How this skill works

I generate a request spec under spec/requests to define expected behavior and multi-tenant isolation. After you run the spec and see RED, I scaffold the controller actions with authorize calls, policy_scope queries, strong params, presenter wrapping, and Turbo Stream responses where applicable.
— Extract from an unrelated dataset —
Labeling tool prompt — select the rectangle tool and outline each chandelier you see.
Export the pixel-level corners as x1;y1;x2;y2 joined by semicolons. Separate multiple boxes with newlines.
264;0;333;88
Run the specs again to confirm GREEN, then refactor while keeping tests passing.

When to use it

  • Adding a new controller or resource-backed CRUD endpoints
  • Implementing or changing controller actions for existing resources
  • Creating API endpoints that require multi-tenant scoping and authorization
  • When you want strict TDD: request spec first, implementation next
  • Converting views to Turbo Stream responses for dynamic updates

Best practices

  • Write the request spec first and confirm it fails before coding (RED)
  • Always use policy_scope for queries and authorize every resource/action
  • Ensure created records are assigned to current_account for multi-tenancy
  • Wrap models in presenters for view formatting instead of placing logic in controllers
  • Use Pagy for pagination and return Turbo Stream responses for progressive UX

Example use cases

  • Create a PostsController: spec/requests/posts_spec.rb then implement index, show, create, update, destroy
  • Add an admin namespaced controller under app/controllers/settings/accounts_controller.rb with current_account
  • Implement a create action that returns html and turbo_stream formats with pagy re-rendering
  • Fix an authorization bug: add tests expecting 404 for resources outside current_account
  • Add strong params and presenters while keeping request specs green

FAQ

Do I always need a request spec first?

Yes. The workflow relies on writing a failing request spec to drive the controller implementation.

How are unauthorized accesses handled?

Tests should assert a 404 for resources outside current_account; controllers must use policy_scope to limit finds and authorize on each action.